Government forces managed to capture the 22nd May hospital, key neighborhoods and AlSaleh city following ferocious fighting with Houthis, leaving scores killed, he said on condition of anonymity.

"The forces loyal to the government have a well-studied military plan and everything is going in the right direction till the moment," the commander said.

"Houthis are retreating backward and failed to carry out counter-offensive attacks because the government forces have modern armored vehicles," he added.

Warplanes of the Saudi-led coalition also participated in the ongoing anti-Houthi offensive in Hodeidah, causing casualties among rebels.

A resident based in the city said the pro-Houthi forces blocked the main roads in Hodeidah with several unused containers and deployed elite soldiers in and around the residential areas.

"The non-stop fighting deprived scores of families from fleeing to outside Hodeidah because no safe exits were available," said the resident, who preferred to remain anonymous.

"Humanitarian organizations should immediately intervene and rescue the besieged families by securing safe roads for fleeing from their war-torn areas," the Hodeidah-based resident said.

Still, two highways were opened for the residents to flee from the approaching clashes, according to pro-government media outlets.

Meanwhile, Houthi-run Al Masirah TV reported that a food factory worker was killed and seven others wounded when an artillery shell hit the factory earlier the day near Kilo16 road.

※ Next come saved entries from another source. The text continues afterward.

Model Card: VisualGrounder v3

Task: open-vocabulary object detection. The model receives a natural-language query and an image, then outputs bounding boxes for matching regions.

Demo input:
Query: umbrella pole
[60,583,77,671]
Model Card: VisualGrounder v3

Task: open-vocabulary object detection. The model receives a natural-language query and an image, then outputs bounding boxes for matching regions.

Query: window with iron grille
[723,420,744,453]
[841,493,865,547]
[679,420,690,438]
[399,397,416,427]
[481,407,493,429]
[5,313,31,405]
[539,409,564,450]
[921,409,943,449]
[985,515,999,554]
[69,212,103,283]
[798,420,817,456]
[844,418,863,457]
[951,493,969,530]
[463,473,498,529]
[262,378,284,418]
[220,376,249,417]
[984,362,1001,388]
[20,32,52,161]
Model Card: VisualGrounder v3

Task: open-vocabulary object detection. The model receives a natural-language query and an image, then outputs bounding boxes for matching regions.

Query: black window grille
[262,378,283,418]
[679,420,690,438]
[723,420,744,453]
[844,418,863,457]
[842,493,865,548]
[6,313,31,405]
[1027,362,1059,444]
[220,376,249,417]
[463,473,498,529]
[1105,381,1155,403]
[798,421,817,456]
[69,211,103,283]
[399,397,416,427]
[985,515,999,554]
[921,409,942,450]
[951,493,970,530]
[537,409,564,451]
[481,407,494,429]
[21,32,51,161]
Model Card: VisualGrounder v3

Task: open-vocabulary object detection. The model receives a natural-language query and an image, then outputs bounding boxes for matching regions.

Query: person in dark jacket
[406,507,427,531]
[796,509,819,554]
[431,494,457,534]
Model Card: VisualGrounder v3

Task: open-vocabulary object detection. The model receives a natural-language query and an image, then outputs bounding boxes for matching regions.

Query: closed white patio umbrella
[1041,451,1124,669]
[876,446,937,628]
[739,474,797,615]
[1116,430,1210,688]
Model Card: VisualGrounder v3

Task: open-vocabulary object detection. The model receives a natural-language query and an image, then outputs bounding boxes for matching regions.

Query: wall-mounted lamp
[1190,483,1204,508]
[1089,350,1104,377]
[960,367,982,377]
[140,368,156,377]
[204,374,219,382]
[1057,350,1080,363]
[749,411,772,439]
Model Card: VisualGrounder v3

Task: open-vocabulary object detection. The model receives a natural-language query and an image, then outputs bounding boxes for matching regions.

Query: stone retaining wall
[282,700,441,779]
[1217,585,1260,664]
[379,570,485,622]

An official of the Yemeni government told Xinhua that "Houthis have new tactics and started using underground tunnels to infiltrate behind the advanced soldiers in Hodeidah."

He confirmed that the government forces lost several soldiers before discovering the tunnels that failed to slow down the progress.

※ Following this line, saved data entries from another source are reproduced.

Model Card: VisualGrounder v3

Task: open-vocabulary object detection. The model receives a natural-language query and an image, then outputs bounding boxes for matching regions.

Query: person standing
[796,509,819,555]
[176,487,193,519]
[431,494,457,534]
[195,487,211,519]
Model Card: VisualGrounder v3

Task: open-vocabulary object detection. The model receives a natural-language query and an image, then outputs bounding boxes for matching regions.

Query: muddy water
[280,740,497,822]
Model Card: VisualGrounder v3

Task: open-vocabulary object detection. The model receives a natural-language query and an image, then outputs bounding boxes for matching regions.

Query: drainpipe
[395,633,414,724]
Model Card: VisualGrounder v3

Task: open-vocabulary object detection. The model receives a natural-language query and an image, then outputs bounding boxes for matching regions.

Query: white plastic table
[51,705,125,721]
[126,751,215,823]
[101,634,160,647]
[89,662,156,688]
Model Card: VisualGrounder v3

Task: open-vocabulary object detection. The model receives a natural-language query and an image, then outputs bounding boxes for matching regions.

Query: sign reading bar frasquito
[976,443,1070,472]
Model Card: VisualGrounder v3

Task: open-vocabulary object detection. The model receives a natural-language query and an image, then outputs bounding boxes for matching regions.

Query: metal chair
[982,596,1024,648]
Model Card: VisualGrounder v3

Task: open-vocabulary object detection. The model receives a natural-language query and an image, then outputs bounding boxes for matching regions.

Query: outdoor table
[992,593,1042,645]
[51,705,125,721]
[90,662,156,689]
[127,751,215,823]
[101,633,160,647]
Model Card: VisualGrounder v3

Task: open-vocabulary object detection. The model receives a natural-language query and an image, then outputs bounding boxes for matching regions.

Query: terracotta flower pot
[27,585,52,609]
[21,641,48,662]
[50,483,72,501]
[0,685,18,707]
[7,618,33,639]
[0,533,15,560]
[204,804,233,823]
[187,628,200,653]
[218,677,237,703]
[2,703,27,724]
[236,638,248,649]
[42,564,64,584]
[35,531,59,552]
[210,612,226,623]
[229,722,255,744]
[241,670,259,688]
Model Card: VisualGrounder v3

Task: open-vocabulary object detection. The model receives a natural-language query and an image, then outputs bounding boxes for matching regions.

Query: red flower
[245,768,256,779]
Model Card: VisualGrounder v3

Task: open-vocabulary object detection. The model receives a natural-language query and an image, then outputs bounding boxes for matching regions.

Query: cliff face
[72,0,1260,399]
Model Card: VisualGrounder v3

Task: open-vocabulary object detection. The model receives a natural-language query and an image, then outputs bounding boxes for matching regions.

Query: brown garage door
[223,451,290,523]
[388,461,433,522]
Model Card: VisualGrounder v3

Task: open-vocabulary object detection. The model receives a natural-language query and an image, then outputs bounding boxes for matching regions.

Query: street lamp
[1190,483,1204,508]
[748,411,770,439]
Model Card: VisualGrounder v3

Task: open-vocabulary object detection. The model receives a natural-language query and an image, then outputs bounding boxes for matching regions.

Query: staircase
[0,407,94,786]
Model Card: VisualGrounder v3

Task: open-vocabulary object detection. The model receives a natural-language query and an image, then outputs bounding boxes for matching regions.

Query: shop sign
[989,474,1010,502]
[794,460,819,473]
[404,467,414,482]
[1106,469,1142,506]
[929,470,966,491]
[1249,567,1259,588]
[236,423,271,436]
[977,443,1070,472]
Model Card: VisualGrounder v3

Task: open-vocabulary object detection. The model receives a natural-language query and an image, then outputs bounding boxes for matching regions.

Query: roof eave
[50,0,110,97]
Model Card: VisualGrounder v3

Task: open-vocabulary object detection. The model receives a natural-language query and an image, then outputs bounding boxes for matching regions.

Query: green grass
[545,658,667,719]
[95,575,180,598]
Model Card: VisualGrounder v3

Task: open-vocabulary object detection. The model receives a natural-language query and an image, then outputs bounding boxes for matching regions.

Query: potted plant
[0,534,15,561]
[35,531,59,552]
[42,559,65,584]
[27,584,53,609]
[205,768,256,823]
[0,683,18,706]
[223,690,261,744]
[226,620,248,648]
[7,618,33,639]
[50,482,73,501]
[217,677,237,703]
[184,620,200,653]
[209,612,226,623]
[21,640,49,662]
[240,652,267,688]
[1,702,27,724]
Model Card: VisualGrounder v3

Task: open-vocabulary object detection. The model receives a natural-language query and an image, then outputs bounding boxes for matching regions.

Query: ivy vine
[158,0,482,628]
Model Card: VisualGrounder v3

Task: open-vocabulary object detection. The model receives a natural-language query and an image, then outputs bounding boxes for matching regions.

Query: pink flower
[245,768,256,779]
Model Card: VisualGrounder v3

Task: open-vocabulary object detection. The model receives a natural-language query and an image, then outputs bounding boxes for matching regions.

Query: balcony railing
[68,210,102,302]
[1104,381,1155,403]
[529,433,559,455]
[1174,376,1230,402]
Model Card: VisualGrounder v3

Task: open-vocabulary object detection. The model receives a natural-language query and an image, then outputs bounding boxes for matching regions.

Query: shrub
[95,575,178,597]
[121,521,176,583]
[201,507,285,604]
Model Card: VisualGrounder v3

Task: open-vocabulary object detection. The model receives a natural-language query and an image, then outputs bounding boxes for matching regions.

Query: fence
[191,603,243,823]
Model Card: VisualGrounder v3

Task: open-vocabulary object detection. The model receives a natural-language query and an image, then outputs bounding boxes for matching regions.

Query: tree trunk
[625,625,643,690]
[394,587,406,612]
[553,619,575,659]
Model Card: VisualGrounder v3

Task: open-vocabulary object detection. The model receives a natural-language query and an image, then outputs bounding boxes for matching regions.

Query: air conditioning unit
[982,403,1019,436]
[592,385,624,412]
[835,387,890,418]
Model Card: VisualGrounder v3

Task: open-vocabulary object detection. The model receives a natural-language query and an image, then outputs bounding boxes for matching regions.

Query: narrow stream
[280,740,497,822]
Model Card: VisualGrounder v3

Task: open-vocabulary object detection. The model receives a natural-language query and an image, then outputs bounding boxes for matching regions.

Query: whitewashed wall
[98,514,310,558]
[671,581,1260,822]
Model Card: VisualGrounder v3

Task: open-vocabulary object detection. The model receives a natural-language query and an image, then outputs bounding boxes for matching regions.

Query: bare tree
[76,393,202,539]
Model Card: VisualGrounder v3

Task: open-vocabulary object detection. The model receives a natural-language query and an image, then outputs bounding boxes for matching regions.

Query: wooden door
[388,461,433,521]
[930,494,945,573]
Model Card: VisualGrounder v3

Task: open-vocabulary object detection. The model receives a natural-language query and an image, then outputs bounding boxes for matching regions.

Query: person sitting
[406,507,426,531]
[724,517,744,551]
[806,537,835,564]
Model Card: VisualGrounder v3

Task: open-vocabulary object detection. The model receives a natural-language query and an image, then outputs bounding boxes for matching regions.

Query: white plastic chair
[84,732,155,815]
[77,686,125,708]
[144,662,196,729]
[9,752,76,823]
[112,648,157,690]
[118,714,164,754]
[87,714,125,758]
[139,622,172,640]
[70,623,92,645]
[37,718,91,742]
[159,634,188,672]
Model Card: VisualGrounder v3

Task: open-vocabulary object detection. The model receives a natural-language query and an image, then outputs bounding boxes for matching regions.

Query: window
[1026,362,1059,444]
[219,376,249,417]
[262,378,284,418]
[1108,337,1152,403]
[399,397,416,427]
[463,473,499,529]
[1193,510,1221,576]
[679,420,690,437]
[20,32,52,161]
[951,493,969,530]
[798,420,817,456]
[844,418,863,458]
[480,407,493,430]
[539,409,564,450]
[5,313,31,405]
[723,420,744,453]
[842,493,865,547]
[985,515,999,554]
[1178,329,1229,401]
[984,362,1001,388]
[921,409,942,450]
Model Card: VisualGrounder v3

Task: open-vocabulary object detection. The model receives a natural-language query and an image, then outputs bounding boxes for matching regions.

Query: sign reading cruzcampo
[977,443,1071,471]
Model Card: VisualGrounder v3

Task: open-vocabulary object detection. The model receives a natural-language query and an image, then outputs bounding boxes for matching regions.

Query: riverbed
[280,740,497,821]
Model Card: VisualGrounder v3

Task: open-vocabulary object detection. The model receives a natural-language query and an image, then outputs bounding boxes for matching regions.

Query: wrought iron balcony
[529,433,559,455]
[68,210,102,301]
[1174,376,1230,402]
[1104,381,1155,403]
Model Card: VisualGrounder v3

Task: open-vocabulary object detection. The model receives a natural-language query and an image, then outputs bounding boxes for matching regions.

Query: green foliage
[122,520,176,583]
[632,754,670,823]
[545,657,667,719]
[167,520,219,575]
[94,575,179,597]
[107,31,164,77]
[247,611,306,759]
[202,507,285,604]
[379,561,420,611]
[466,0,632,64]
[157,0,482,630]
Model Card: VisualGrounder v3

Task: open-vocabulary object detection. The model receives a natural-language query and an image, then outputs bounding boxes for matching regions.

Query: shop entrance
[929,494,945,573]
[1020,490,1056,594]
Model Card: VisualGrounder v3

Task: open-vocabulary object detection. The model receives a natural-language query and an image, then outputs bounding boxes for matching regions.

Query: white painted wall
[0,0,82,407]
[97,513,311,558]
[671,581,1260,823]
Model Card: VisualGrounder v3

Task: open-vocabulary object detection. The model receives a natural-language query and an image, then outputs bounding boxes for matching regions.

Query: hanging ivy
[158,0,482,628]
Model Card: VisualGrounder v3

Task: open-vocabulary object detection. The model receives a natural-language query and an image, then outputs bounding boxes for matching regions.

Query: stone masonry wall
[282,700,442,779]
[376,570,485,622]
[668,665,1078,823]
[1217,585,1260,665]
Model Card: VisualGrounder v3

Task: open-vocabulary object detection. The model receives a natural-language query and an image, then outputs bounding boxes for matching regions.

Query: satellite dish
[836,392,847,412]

Ali Khalaki, an Aden-based professor and military analyst, said the long-awaited military operation to capture Hodeidah has just started and it will achieve the desired goals before the end of November.

"It looks like the coalition-backed government forces received a green light from the international community to end the battle of Hodeidah before the period declared by Washington to begin new negotiations," Khalaki said.

Mohamed Alhouthi, president of pro-Houthi Revolutionary Committee, said the military escalation in Hodeidah "exposes the falsity of the American statements that demanded an immediate cessation of hostilities."

"The killing of civilians will block any future negotiations aimed at bringing peace. We hold the United States along with its allies fully responsible for the crimes against our people," Alhouthi said in a statement.

Hodeidah is the most important and only point of entry for food and basic supplies to Yemen's northern provinces controlled by Houthis, including the capital Sanaa.

The Yemeni government is seeking to expel Houthi rebels out of Hodeidah in recent days despite warnings by international humanitarian agencies.

The impoverished Arab country has been locked into a civil war since the Iran-backed Shiite Houthi rebels overran much of the country militarily and seized all northern provinces, including the capital Sanaa, in 2014.

Saudi Arabia is leading an Arab military coalition that intervened in Yemen in 2015 to support the government of President Abd-Rabbu Mansour Hadi after Houthi rebels forced him into exile.

The United Nations has listed Yemen as the country with the world's biggest humanitarian crisis, with 7 million Yemenis on the brink of famine and cholera causing more than 2,000 deaths.